Frequently asked questions

What is a strangle on ADM?
A strangle on ADM is the strangle strategy applied to ADM (stock). The strategy is structurally neutral / high-volatility (long premium, OTM): A long strangle buys an OTM call and an OTM put at offset strikes, cheaper than a straddle but requiring a larger underlying move to profit since both wings start out-of-the-money. With ADM stock trading near $80.13, the strikes shown on this page are snapped to the nearest listed ADM chain strike and the premiums come straight from the end-of-day bid/ask midpoint.
How are ADM strangle max profit and max loss calculated?
Upside max profit is unbounded; downside max profit is bounded at the put strike minus the combined debit (reached at zero). Max loss equals the combined debit times 100 (reached anywhere between the two OTM strikes). Two breakevens at call-strike plus debit and put-strike minus debit. For the ADM strangle priced from the end-of-day chain at a 30-day expiry (ATM IV 30.60%), the computed maximum profit is unbounded per contract and the computed maximum loss is -$237.50 per contract. Live intraday quotes will differ as the chain moves through the trading session.
What is the breakeven for a ADM strangle?
The breakeven for the ADM strangle priced on this page is roughly $72.63 and $87.38 at expiration, derived from end-of-day chain premiums.

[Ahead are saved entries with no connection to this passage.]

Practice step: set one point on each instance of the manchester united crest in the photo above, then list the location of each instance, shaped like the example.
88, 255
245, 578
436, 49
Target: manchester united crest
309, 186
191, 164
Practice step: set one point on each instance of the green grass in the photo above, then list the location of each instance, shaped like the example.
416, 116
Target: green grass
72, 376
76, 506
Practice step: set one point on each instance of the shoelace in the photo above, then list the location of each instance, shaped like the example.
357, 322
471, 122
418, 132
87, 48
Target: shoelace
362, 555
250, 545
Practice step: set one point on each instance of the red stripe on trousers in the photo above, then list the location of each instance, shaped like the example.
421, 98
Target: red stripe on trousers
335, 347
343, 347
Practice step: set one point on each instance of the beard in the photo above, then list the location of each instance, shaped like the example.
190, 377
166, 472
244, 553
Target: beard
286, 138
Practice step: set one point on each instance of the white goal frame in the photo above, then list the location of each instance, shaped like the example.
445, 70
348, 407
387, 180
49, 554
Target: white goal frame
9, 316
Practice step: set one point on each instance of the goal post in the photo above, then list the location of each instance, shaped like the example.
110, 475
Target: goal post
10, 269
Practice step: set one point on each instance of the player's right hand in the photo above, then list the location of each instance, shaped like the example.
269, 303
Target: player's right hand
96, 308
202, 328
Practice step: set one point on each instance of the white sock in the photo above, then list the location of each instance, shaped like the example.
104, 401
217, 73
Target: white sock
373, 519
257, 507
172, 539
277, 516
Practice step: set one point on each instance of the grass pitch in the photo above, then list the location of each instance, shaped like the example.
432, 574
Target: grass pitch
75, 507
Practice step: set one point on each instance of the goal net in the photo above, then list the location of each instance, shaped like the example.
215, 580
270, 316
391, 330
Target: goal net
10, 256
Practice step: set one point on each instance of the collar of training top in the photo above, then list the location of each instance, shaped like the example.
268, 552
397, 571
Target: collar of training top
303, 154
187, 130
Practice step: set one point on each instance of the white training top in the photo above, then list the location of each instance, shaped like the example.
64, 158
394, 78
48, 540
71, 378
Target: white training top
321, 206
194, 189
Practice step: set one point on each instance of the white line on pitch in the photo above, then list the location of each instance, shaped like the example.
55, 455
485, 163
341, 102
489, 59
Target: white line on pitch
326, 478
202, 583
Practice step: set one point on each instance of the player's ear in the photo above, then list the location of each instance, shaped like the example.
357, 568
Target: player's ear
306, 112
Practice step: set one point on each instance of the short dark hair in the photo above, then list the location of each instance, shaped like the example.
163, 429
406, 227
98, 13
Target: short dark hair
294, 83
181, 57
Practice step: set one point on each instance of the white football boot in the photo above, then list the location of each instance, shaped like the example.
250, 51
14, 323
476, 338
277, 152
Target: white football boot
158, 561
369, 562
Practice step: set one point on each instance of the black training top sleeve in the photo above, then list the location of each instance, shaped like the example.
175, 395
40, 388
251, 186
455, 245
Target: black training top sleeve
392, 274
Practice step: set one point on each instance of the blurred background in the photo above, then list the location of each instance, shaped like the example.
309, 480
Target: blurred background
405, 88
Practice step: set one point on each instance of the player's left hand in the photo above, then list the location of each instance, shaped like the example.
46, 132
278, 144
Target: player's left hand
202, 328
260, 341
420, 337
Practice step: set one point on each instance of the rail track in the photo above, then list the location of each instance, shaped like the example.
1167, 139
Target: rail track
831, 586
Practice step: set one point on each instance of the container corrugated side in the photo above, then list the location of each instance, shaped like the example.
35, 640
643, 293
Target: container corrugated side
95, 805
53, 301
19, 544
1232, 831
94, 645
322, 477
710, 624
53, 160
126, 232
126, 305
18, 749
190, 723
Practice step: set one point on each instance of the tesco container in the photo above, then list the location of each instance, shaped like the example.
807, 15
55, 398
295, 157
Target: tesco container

Breakeven is the underlying price at which the strategy's P&L crosses zero ignoring transaction costs and assignment risk. The current ADM market-implied 1-standard-deviation expected move is approximately 8.77%; if the move sits well outside the breakeven distance, the structure's risk-reward becomes correspondingly tighter.
When should you consider a strangle on ADM?
Strangles on ADM are the cheaper cousin of the straddle - traders use them when they want a large directional move but are willing to give up the inner-strike sensitivity in exchange for a lower up-front debit on the ADM chain.
How does current ADM implied volatility affect this strangle?
ADM ATM IV is at 30.60% with IV rank near 41.96%, which is mid-range against its 1-year history. Strategy selection depends more on directional thesis and expected move than on a strong IV signal.